Can a quantum computer solve optimization problems more Efficiently than a classical computer?

In this talk I will discuss connections between the physics of complex systems such as spin glasses and attempts to solve optimization problems by ”Adiabatic Quantum Computing” (AQC), a version of ”Quantum Annealing” (QA). An optimization problem is one in which one has to minimize (or maximize) an energy function in which there is competition between different terms so no single configuration of the variables minimizes each term in the energy. In statistical physics this competition is called ”frustration”. It leads to a complex energy ”landscape” with many valleys separated by barriers, so simple algorithms easily get trapped in local minima which have a higher energy than the global minimum. Many problems in science, and engineering are formulated as optimization problems. In quantum annealing one tries to avoid being trapped in a local minimum by adding quantum fluctuations so the system can tunnel to regions of lower energy. The strength of the quantum fluctuations is gradually reduced to zero during the annealing schedule. This method applies to problems with binary variables, known as qubits in the quantum case. There is considerable interest in AQC at present, in large part because a company, D-Wave, has produced an actual device, the latest version of which has about one thousand qubits. In addition, there has been considerable theoretical work mainly using computer simulations to see if there is a ”quantum speedup” compared with analogous classical algorithms in which thermal, rather than quantum, fluctuations are used to escape from local minima.

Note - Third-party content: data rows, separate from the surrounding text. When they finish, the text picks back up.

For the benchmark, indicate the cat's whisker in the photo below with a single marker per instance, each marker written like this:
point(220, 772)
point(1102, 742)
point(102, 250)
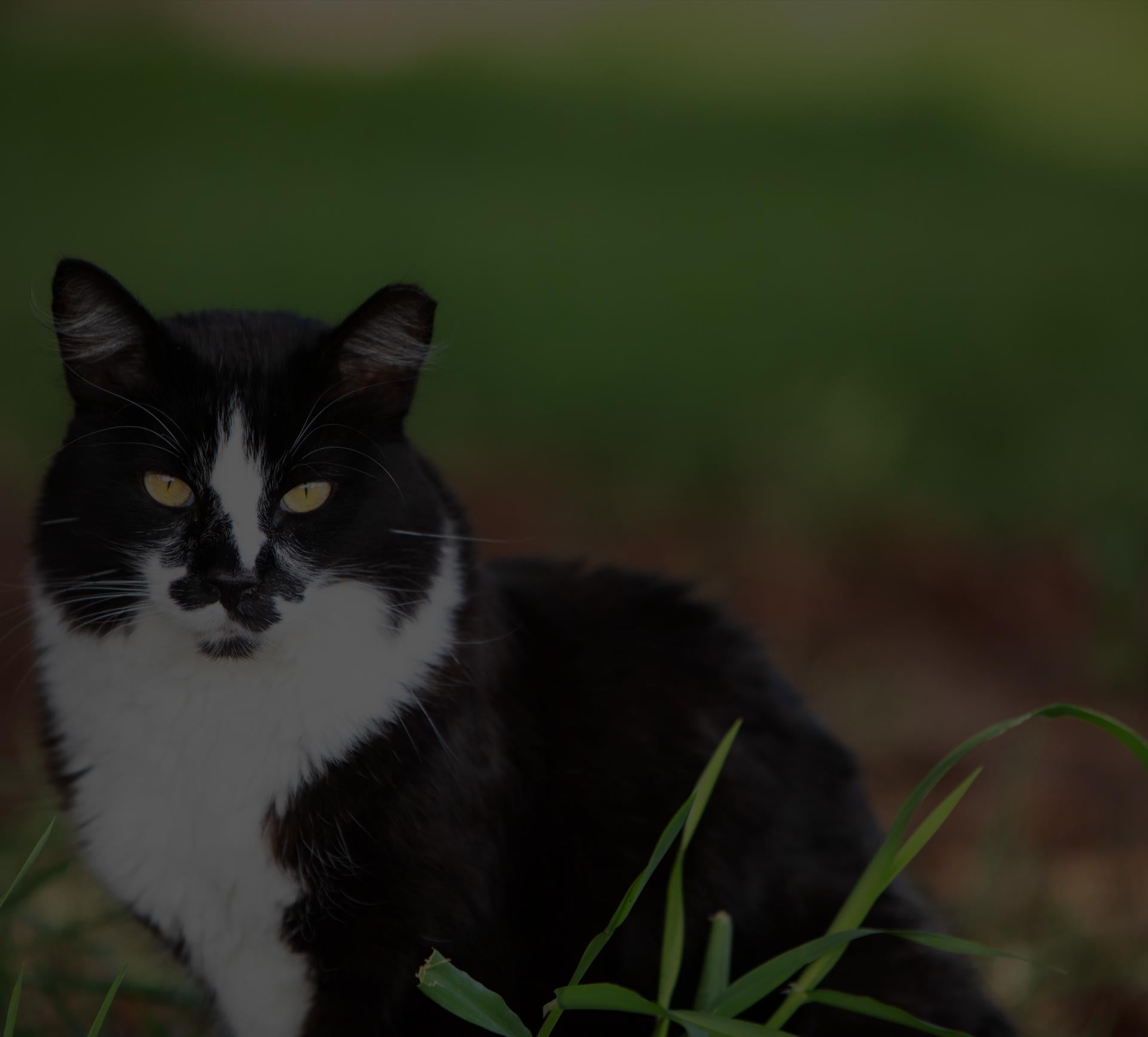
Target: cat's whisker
point(364, 454)
point(132, 403)
point(115, 428)
point(411, 533)
point(121, 443)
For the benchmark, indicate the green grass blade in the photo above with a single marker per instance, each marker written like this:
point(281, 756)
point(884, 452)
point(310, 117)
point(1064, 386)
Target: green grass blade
point(10, 1021)
point(719, 1026)
point(878, 1010)
point(928, 828)
point(102, 1014)
point(670, 833)
point(606, 997)
point(878, 873)
point(30, 885)
point(762, 981)
point(459, 994)
point(715, 980)
point(673, 942)
point(29, 862)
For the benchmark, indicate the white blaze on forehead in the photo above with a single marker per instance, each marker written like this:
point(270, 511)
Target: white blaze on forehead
point(239, 484)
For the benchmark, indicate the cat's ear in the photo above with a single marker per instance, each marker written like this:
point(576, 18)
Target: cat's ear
point(383, 345)
point(102, 331)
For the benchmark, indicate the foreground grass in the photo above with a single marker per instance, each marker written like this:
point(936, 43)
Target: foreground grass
point(798, 973)
point(719, 1001)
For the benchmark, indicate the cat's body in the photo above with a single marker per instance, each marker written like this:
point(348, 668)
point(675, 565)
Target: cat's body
point(309, 746)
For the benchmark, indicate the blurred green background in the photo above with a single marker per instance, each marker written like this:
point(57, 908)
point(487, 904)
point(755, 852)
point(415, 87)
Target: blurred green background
point(838, 308)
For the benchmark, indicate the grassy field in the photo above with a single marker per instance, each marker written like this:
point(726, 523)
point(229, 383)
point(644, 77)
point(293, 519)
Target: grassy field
point(838, 312)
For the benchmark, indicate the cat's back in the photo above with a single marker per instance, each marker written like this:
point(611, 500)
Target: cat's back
point(627, 674)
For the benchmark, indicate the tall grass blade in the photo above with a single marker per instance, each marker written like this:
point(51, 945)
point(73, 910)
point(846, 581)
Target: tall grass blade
point(29, 862)
point(878, 1010)
point(880, 871)
point(30, 885)
point(762, 981)
point(106, 1008)
point(716, 966)
point(673, 942)
point(459, 994)
point(717, 1026)
point(670, 833)
point(10, 1021)
point(607, 997)
point(928, 828)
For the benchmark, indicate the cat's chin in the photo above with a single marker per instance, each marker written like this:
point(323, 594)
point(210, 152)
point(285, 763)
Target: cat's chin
point(229, 646)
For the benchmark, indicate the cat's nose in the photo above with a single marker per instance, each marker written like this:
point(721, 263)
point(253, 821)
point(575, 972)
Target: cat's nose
point(231, 585)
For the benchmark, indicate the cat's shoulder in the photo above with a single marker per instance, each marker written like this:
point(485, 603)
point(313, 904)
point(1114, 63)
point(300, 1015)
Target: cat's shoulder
point(591, 608)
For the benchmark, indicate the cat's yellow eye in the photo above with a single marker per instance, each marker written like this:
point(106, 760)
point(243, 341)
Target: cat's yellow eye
point(306, 497)
point(168, 490)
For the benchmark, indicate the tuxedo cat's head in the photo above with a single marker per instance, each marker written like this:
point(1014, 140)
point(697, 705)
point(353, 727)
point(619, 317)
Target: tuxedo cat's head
point(221, 467)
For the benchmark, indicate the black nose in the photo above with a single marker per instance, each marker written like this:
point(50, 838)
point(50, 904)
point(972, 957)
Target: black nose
point(231, 585)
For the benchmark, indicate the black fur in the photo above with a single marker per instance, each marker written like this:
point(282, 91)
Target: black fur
point(504, 818)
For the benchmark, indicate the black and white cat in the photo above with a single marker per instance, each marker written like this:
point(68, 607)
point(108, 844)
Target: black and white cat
point(307, 737)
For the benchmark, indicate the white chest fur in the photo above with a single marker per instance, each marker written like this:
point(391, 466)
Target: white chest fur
point(181, 757)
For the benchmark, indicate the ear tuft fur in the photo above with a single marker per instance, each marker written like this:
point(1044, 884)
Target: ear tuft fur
point(101, 328)
point(385, 342)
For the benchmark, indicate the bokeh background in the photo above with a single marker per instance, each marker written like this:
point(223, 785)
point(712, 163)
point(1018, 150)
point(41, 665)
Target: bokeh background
point(837, 309)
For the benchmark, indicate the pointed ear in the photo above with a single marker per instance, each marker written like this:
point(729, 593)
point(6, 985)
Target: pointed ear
point(102, 331)
point(381, 347)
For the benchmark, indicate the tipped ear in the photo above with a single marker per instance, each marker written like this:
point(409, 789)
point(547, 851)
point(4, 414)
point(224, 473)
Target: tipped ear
point(381, 347)
point(102, 331)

In the talk I will discuss difficulties in obtaining a quantum speedup due to (i) (quantum) phase transitions that the system can undergo during the annealing schedule, and (ii) the sensitivity of the state of the system to the precise values of the interactions, i.e. chaos. A related chaotic effect is that the state of the system can change dramatically with small changes in the temperature (temperature-chaos), for thermal annealing, and the strength of the quantum fluctuations, for quantum annealing.